Key insight: Previous comparisons of fine-tuning algorithms used fixed hyperparameter values; the researchers chose values known to work with a particular algorithm and maintained them with other algorithms. But different combinations of algorithm and architecture require different hyperparameter values to achieve their optimal performance. So, to compare fine-tuning algorithms, it’s best to determine hyperparameter values separately for each combination.

How it works: The authors compared various data-split strategies and hyperparameter values for different fine-tuning algorithms applied to DeBERTa and ALBERT. They fine-tuned the models on 64 labeled examples for each of seven tasks in the SuperGLUE benchmark (such as answering yes-or-no questions about a text passage or multiple-choice questions about causes of events) to find the best data-split strategy and most important hyperparameters. Then they compared fine-tuning algorithms using different values for the most important hyperparameters.

  • The authors considered three data-split strategies: minimum description length, K-fold cross validation, and one they created called Multi-Splits. Whereas K-fold cross validation splits the dataset into K parts and uses a different part for validation K times, Multi-Splits shuffles and splits the data randomly into training and validation sets according to a fixed ratio K times.
  • They compared different values for six hyperparameters, varying one at a time: the order in which they provided the 64 labeled examples during training, the pattern used to convert various types of examples into fill-in-the-blank examples, training batch size, learning rate, evaluation frequency, and maximum training steps.
  • They compared the performance of four fine-tuning algorithms on ALBERT and DeBERTa using the best data-split strategy (Multi-Splits) and various combinations of hyperparameter values. The algorithm known as CLS adds a special token at the beginning of an input example, and the model uses the token’s representation to classify it. PET, ADAPET, and P-tuning change the classification task into a fill-in-the-blank procedure.
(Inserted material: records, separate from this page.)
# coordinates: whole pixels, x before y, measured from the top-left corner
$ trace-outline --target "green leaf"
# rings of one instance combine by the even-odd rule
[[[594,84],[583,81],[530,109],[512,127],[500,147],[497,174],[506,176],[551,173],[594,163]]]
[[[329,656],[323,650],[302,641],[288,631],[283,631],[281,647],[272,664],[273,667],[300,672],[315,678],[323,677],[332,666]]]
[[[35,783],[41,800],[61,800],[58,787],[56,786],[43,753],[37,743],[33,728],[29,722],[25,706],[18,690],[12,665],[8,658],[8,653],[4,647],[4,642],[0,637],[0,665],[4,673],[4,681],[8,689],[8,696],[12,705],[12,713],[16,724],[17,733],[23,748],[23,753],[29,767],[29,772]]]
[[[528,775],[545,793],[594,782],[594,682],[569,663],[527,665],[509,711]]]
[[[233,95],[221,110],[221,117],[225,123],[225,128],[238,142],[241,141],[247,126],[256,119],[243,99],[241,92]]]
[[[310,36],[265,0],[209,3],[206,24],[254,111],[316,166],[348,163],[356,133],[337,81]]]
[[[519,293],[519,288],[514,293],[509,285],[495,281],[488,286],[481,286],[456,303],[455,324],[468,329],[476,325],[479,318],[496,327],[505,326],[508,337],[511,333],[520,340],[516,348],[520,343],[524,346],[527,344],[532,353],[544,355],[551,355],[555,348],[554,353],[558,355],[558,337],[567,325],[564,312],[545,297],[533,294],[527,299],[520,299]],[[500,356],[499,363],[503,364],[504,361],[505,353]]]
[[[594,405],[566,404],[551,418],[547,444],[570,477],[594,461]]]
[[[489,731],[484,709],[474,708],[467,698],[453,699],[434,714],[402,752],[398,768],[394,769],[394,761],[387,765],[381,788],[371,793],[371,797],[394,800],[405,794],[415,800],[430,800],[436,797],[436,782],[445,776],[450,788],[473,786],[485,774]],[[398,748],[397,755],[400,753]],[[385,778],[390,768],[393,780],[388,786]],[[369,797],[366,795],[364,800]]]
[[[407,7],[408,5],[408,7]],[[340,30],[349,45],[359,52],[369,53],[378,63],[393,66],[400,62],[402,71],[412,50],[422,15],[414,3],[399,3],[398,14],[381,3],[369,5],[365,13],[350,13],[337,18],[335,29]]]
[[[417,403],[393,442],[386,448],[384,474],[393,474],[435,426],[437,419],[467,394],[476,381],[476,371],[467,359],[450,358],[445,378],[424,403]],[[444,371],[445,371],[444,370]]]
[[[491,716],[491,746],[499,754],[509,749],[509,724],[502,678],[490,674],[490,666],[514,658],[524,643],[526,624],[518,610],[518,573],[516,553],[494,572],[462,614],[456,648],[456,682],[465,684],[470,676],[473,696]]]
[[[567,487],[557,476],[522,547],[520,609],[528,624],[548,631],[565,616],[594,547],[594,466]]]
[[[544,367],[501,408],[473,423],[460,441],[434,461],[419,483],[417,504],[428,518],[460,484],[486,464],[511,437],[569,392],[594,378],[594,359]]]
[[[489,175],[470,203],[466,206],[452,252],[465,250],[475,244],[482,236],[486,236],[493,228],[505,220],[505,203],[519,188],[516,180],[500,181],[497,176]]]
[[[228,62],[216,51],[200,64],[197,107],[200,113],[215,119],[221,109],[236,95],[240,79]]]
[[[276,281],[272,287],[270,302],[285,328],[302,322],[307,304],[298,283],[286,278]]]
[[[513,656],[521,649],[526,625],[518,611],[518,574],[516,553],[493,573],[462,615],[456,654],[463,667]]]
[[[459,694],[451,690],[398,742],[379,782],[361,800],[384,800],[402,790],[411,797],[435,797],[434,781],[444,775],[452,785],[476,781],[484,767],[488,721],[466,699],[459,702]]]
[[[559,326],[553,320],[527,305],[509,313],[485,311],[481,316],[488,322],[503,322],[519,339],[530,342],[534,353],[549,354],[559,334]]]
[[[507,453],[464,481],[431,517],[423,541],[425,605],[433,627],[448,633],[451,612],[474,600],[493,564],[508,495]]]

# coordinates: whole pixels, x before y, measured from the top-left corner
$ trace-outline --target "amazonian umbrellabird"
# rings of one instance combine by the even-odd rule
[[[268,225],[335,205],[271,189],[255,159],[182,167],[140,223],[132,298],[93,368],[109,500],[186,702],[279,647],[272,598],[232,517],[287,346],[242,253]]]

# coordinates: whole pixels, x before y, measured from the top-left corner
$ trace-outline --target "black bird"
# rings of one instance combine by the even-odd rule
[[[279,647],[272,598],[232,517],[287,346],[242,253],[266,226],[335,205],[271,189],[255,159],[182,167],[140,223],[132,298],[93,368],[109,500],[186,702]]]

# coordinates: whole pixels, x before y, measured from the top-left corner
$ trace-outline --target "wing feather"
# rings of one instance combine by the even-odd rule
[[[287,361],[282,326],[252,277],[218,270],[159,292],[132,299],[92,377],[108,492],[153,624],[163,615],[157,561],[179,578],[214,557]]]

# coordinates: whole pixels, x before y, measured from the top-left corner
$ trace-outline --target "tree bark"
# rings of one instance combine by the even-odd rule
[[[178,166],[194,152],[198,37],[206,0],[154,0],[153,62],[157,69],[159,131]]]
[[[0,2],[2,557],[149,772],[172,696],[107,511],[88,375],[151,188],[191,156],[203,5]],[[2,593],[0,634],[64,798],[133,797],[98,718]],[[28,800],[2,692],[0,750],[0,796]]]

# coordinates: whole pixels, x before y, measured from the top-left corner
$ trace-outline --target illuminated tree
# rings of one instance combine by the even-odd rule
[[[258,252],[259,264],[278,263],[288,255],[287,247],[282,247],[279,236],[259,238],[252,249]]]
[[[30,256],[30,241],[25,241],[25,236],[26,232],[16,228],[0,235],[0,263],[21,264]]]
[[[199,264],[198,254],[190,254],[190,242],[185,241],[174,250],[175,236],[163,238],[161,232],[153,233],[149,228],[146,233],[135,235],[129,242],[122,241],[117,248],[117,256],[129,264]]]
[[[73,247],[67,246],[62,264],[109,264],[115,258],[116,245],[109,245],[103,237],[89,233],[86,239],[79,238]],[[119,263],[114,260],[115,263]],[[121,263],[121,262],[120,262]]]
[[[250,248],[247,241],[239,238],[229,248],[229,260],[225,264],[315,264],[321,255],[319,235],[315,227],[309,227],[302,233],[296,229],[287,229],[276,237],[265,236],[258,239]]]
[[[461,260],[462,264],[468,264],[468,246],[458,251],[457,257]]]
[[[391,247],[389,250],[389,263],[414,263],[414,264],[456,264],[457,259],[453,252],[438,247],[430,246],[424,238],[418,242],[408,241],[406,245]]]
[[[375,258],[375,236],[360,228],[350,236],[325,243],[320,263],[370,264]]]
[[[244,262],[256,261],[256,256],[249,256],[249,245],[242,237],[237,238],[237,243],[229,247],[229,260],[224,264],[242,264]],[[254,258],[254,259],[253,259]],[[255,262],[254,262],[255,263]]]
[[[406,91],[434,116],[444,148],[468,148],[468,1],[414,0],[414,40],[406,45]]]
Results: Multi-Splits led to superior test performance on 4 of the 7 tasks, and it had the greatest correlation between validation and test performance on 5 of the 7 tasks. Changes in the prompt pattern led to the greatest standard deviation in performance across hyperparameters (average of 5.5 percent accuracy, compared to the next-highest, training order, at 2.0 percent), suggesting that it was the most important hyperparameter to optimize. Using Multi-Splits and the optimal hyperparameter values for each fine-tuning algorithm (specific to each model and task), PET, ADAPET, and P-tuning performed similarly and typically outperformed CLS by 15 to 20 percentage points in accuracy and F1 score. There was no clear winner among PET, ADAPET, and P-tuning, each of which achieved the highest accuracy or F1 score on one task or another, often within 1 standard deviation of each other.

Why it matters: It’s certainly good to know how to get the most out of fine-tuning. Beyond that, this work reinforces the notion that, since the only way to know the best hyperparameter values is to find them empirically, it pays to keep guessing to a minimum.